Chciałam kliknąć siódmy raz słuchawkę, gdy nagle poczułam masakryczny ból w podbrzuszu.

Jak to?! To nie może być teraz!! Nicka nie ma ze mną, ja nie jestem gotowa, termin mam za trzy tygodnie...

- szlag. - syknęłam z bólu .

- Pani Bloom, wszystko dobrze? - usłyszałam głos Pana Castlreagh, jednego z nauczycieli.

- Nie....nie!!!!! - wrzasnęłam z bólu.

- Już dzwonie po pogotowie - powiedziała szybko i wybrał numer.

- Dzień dobry, poprosze karetkę pod uczelnię Blackout.

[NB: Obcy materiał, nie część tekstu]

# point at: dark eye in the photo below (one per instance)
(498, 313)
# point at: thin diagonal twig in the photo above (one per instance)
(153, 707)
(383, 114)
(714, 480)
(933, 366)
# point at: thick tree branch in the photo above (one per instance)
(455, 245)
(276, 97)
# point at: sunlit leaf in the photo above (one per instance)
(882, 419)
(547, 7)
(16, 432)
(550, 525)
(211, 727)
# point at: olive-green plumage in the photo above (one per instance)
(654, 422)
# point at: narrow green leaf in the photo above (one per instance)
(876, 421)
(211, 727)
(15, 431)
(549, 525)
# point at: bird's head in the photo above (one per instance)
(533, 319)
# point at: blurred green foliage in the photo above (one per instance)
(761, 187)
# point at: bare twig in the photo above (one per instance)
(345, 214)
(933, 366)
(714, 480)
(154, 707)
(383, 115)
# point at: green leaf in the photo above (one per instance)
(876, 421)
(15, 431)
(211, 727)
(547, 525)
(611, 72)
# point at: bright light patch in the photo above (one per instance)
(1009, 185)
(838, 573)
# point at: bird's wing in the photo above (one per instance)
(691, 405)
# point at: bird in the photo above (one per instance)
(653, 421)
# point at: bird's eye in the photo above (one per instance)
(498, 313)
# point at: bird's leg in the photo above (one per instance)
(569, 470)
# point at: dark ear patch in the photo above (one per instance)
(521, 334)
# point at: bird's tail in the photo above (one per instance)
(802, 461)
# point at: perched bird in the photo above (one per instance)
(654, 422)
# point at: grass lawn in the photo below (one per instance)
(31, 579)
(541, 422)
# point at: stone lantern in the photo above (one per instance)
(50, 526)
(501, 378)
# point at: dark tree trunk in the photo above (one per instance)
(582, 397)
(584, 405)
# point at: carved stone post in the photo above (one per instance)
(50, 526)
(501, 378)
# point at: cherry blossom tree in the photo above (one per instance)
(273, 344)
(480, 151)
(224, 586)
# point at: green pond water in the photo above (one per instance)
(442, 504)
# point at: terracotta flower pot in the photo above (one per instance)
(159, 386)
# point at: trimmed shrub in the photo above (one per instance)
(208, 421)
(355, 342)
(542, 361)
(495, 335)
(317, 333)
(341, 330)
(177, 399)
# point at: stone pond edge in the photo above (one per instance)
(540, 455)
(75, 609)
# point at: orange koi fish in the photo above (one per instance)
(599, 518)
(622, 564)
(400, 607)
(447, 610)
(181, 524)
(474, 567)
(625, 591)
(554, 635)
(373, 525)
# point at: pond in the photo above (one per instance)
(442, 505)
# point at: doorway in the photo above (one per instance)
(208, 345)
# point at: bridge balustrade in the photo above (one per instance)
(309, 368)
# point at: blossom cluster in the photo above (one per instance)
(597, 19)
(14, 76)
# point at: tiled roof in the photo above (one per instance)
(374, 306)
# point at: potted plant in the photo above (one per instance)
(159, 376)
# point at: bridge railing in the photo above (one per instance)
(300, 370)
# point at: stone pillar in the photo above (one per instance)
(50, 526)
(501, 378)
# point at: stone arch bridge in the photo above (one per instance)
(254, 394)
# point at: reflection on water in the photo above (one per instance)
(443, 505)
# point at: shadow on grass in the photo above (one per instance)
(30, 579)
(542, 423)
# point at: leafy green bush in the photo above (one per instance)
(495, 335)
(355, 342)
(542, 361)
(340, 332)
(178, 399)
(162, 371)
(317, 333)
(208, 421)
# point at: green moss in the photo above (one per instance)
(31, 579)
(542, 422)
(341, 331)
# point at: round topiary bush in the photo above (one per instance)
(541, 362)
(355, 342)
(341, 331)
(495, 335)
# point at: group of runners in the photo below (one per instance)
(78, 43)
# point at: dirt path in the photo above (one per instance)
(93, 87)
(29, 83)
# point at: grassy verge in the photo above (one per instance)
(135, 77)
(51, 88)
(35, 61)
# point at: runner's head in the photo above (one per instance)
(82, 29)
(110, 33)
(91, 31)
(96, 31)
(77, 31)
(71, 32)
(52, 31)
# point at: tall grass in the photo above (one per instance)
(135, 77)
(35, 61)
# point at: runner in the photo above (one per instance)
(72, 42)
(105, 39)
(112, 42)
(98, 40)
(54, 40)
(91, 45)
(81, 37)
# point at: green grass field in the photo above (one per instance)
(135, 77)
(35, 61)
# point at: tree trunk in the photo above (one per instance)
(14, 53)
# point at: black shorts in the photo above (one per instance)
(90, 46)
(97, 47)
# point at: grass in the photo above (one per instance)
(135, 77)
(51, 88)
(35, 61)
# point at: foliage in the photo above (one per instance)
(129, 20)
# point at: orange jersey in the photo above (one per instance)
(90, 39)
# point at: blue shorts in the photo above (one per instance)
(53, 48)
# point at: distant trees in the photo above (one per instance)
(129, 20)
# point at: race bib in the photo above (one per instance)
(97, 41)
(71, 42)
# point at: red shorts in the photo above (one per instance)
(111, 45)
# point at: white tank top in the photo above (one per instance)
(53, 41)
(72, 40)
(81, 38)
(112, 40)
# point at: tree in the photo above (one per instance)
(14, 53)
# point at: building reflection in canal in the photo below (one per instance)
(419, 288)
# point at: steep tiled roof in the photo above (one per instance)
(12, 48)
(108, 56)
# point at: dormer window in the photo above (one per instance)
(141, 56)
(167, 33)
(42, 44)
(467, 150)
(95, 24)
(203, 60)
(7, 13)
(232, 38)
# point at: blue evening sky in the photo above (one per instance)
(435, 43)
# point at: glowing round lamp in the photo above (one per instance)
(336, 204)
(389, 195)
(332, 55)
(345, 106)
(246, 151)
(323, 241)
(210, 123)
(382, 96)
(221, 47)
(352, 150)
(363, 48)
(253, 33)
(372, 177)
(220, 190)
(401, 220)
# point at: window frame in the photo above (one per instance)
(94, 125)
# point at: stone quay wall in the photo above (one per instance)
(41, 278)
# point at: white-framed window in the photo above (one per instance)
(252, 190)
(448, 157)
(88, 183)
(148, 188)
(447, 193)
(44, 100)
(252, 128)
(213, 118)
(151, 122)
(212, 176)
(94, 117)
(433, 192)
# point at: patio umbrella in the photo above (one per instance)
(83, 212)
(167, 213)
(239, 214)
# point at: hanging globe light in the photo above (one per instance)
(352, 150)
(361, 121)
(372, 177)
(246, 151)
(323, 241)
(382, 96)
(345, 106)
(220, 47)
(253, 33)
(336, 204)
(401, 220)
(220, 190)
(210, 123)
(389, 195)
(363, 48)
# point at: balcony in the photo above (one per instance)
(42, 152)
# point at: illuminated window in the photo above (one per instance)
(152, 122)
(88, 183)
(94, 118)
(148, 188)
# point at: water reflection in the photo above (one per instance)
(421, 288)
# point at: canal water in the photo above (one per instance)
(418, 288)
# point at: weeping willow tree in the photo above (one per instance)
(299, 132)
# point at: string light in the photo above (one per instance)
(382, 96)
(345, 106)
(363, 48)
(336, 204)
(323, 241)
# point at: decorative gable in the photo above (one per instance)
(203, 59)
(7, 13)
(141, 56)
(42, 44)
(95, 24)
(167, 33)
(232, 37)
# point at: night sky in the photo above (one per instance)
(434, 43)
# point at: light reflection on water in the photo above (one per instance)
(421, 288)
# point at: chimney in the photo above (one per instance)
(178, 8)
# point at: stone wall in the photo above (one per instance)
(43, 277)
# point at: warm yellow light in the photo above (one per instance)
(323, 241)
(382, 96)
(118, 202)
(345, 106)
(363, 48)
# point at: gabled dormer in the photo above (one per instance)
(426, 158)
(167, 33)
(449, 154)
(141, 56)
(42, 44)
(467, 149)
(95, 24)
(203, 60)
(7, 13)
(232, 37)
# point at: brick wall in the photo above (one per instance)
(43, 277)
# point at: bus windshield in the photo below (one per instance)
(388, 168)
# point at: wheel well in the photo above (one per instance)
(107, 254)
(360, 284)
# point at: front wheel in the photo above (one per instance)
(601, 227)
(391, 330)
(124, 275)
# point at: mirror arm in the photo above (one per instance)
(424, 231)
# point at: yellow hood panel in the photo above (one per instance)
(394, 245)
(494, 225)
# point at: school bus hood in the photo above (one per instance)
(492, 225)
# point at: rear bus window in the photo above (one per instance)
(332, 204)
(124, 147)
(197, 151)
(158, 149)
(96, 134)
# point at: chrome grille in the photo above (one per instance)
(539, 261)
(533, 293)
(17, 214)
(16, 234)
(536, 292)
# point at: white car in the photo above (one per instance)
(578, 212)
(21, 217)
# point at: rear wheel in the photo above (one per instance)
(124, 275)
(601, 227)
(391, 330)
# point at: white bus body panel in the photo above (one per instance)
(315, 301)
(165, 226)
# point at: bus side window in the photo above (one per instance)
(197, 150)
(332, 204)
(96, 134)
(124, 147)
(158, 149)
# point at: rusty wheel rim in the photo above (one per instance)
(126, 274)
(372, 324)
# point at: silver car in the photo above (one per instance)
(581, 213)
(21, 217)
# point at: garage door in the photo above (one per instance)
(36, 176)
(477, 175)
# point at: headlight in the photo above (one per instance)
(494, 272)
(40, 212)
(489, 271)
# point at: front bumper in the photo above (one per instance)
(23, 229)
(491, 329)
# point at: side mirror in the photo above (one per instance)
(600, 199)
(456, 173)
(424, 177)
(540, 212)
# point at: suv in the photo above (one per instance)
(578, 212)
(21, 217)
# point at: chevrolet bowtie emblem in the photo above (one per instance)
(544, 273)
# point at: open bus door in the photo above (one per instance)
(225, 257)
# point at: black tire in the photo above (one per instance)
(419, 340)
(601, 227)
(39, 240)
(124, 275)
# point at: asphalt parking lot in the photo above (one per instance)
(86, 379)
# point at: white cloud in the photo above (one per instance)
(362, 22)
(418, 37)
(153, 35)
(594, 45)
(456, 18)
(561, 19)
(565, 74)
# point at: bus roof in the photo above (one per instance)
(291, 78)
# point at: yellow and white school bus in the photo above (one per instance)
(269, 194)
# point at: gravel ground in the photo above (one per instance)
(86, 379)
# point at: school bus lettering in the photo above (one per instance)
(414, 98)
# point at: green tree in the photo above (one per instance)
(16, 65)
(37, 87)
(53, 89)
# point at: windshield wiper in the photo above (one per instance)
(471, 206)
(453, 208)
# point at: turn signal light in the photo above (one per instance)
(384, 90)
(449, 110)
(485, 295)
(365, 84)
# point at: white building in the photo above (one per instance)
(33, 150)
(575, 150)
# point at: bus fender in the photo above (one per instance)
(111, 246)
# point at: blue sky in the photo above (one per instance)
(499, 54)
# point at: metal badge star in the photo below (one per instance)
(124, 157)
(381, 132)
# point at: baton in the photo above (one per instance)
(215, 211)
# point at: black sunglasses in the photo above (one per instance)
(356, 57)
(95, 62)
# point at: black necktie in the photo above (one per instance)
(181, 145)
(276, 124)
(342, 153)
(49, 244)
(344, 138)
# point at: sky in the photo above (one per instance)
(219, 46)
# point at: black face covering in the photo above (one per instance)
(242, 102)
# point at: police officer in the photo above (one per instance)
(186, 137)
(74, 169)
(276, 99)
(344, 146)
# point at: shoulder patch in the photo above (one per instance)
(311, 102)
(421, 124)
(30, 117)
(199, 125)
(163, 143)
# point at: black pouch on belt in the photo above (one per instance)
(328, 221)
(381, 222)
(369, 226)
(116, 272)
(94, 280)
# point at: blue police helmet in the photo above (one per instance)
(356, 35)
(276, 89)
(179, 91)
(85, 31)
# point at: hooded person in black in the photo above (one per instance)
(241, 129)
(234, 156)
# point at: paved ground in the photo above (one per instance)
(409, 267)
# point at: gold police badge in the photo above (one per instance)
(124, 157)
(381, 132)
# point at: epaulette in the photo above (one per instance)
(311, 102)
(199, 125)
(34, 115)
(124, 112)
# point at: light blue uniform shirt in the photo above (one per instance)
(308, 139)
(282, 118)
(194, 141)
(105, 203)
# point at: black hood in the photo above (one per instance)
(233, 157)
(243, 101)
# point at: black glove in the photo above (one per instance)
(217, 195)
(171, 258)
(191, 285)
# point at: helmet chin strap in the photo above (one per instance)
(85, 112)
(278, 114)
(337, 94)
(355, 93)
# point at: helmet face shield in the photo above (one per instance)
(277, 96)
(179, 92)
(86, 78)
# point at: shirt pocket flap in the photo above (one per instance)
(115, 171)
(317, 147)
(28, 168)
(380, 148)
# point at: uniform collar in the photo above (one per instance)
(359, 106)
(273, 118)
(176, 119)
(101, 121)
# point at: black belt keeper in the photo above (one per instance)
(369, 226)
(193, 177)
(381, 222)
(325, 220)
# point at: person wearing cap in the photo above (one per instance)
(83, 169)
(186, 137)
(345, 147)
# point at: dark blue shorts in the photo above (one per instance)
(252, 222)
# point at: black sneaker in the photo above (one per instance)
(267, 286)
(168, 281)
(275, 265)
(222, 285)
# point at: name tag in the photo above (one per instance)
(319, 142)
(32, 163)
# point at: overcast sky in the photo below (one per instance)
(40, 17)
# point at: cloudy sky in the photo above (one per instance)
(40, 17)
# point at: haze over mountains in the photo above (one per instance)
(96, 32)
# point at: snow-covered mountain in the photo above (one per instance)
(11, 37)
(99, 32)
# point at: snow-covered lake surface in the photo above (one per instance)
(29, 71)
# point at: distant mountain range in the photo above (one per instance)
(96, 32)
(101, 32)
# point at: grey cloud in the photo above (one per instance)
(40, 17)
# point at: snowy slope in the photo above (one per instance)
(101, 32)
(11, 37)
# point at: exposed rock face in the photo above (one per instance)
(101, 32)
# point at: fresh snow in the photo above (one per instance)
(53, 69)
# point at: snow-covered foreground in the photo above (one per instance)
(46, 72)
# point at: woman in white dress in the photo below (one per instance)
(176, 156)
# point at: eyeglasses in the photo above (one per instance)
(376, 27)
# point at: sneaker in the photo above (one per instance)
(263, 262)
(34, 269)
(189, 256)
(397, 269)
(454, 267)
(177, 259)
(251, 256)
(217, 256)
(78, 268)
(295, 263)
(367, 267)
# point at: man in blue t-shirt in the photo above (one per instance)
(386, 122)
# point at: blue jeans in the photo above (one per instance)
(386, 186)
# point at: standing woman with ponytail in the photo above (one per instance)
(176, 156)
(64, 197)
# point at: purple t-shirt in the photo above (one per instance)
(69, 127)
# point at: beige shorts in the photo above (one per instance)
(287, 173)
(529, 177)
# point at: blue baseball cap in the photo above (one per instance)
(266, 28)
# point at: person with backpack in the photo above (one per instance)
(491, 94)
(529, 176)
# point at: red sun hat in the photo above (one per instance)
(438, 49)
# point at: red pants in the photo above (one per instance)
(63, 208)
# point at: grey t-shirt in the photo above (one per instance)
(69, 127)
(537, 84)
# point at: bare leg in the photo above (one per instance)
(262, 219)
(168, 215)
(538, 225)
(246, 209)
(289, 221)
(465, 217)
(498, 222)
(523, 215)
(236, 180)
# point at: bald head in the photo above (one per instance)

Byle szybko, kobieta zaczyna rodzić.

Dlaczego nie mówi tego Nick?

Rany, dlaczego go tu nie ma......

______________________________________

Po kilkunastu minutach byłam w szpitalu. Zabrali mnie na porodówkę.

Łzy leciały mi z oczu.

Nie z bólu, ale ze strachu, co się dzieje z Nickiem.

- Cholera ałaa!!!! - wrzasnęłam.

- Spokojnie proszę Pani, proszę oddychać głęboko.

Super Kurna .

Po 3 godzinach męki w końcu dostałam dziecko na ręce.

- to dziewczynka, jakie imię?

Kurna. Chciałam ustalić imię z Nickiem.

- Em... Emma.

Najwyżej przy chrzcinach zmienimy.

______________________________________

Co tam Misioki 💖💝🐻
Sry że tak długo musiały moje Misie czekać na nowy rozdział
Ale pff za dużo szkoły 😭😭
Kocham Was 😘💖💝


To już koniec opublikowanych części.

⏰ Ostatnio Aktualizowane: Oct 20, 2017 ⏰

Dodaj to dzieło do Biblioteki, aby dostawać powiadomienia o nowych częściach!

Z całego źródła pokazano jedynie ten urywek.